Well, the cartoon Simpsons aren't rich, but the real people who bring them to life sure are. Six main actors are responsible for everyone from Homer to Lisa to bartender Moe, and you won't believe how much each makes to do voices for these characters. Try $8 million a season.

Of course, that's a fraction of the untold billions The Simpsons has generated worldwide from ad revenues, syndication deals, DVDs, merchandise — and don't forget the feature film. Notwithstanding that substantial amount of scratch, 20th Century Fox TV has made it clear the cast must stomach a 45% pay cut for the show to continue.

The studio argues that the costs of producing the series have escalated so much over its 23-season run that the studio can no longer support the current model. And the $5 million license fee the Fox network pays — that's Fox, the network, which is a different entity from Fox, the studio — can't make up the ratings decline that's bound to happen to any show that's been on longer than most college students have been alive.

If the end of The Simpsons seems unthinkable, consider the sad fact that seeing a big series end over money isn't unprecedented.
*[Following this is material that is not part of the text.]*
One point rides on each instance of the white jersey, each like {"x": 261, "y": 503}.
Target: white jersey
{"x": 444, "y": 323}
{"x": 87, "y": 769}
The same cold hard economic realities have claimed other classic shows, from Law & Order to the daytime soaps that recently disappeared from ABC.

And the studio might even make more money if it cancels the series. One analyst noted that ending the show would make it worth even more in syndication — perhaps $1.5 million for each of the show's 506 episodes, which would bring in something like $750 million.

Nobody knows how much this is a bluff versus a real standoff except those who balance the books at News Corp., which owns both Fox (the network) and Fox (the studio). But if these companies don't get a bigger cut or salaries don't drop, The Simpsons could be no more.

And for fans, there aren't enough donuts in the world to make up for that kind of disappointment.